Han sabido convertir la
celebración en servicio, la tradición en compromiso, la alegría en cohesión
social. Gracias a su esfuerzo, Villarrín de Campos se reconoce a sí mismo y se
fortalece en su identidad.
Hoy miramos
también a nuestras madres y abuelas, maestras de vida; a las mujeres adultas
que dinamizan asociaciones, celebraciones parroquiales, actividades culturales; a quienes trabajan
dentro y fuera del hogar con idéntica dignidad y entrega.
Todas forman
parte de un mismo tejido humano que da calor y sentido a nuestro pueblo.
En este evento
especial hay que centrar nuestra atención en el colectivo de niñas y jóvenes de
nuestro pueblo.
En ellas recae
la responsabilidad de mantener activo el latido del futuro. Son herederas de
una historia de valentía serena y de generosidad constante, que aceptan el legado
con orgullo, pero también con libertad creadora, abriendo nuevos caminos,
conservando las raíces, considerando el progreso no como una máquina que borra
la memoria, sino como una oportunidad que la engrandezca.
Recoger el
testigo de las mayores no significa repetir sin más, sino continuar con
fidelidad y creatividad.
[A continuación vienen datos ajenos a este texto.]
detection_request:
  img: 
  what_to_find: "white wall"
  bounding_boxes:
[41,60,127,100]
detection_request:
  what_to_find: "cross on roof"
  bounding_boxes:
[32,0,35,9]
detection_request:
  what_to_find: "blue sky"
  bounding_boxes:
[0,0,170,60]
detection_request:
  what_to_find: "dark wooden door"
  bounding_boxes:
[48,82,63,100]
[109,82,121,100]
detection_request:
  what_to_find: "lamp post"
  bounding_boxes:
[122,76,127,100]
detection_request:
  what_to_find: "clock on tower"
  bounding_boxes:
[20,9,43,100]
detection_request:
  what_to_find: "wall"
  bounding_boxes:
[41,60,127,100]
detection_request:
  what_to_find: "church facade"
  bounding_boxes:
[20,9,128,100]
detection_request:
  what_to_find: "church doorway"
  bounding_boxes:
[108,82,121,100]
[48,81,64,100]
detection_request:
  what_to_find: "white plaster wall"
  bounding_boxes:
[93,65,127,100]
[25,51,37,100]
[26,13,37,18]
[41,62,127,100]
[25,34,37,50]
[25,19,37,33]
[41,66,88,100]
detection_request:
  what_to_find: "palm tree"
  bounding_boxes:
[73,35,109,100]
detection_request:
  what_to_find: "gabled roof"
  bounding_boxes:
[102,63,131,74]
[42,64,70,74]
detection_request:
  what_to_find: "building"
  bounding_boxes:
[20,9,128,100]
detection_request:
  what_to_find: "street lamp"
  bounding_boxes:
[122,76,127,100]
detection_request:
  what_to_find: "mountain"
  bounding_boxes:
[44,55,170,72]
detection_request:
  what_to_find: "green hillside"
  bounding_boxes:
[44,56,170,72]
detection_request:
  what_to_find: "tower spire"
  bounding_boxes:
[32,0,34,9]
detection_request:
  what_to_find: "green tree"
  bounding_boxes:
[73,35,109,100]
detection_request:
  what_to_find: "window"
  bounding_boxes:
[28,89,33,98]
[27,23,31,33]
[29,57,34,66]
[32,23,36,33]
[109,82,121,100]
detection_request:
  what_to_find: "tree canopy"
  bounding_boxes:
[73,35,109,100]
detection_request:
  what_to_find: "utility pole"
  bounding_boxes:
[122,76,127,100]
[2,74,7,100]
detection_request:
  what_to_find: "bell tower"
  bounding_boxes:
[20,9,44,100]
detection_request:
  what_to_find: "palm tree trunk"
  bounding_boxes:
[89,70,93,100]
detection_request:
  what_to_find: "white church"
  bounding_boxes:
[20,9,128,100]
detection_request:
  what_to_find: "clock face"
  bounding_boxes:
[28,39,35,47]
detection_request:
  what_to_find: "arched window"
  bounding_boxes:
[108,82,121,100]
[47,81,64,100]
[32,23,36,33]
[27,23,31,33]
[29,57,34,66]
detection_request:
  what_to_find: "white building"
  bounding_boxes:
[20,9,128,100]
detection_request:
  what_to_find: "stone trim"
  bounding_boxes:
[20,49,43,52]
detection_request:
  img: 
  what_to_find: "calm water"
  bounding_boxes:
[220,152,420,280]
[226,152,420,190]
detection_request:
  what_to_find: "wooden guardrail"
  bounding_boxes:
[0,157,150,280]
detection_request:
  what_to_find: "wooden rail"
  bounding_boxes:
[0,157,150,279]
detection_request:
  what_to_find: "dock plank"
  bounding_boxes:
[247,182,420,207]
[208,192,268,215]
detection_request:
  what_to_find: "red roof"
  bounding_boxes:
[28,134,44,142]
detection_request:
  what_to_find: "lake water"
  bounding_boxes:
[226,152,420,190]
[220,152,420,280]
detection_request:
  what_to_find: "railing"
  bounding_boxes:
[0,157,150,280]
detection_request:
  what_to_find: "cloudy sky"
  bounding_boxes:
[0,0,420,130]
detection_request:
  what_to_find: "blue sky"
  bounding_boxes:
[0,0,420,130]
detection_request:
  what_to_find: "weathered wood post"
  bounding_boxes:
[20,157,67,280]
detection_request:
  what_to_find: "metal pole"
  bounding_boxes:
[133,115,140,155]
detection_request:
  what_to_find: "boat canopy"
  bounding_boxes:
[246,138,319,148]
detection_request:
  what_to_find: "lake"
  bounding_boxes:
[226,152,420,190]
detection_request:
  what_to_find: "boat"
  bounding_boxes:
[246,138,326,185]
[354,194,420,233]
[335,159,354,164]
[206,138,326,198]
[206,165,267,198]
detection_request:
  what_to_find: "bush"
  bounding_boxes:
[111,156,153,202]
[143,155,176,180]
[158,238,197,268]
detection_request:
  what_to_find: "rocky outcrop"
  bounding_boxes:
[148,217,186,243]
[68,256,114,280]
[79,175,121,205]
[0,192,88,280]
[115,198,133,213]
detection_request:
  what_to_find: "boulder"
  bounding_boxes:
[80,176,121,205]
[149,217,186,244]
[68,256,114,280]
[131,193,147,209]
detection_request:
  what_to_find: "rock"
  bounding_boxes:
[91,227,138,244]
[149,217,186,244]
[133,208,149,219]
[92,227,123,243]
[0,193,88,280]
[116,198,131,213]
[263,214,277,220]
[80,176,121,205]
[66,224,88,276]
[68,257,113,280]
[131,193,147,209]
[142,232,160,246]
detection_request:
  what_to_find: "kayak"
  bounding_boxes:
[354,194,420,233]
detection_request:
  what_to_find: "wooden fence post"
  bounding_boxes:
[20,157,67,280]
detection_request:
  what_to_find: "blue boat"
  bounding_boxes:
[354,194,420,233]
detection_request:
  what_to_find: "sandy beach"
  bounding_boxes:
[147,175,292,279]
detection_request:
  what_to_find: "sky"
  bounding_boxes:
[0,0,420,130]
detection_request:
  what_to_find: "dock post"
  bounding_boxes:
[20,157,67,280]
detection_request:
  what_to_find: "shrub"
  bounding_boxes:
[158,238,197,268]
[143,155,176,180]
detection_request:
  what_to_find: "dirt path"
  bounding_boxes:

Significa mantener vivo el espíritu de servicio, el
amor al pueblo, la sensibilidad hacia quien sufre; hacer florecer, la propia
personalidad, la semilla que otras sembraron.
Estas niñas y
jóvenes representan la primavera de Villarrín de Campos; en sus manos está que
este pueblo siga floreciendo en humanidad, en cultura y en esperanza.
El Día
Internacional de la Mujer es una ocasión para renovar nuestro compromiso
colectivo: reconocer, valorar y apoyar el papel imprescindible de la mujer en
todos los ámbitos de la vida. El agradecimiento – que sin duda merecen-no se valora
con palabras solemnes, sino se debe
traducir en respeto diario, en igualdad real, combatiendo la violencia de
género.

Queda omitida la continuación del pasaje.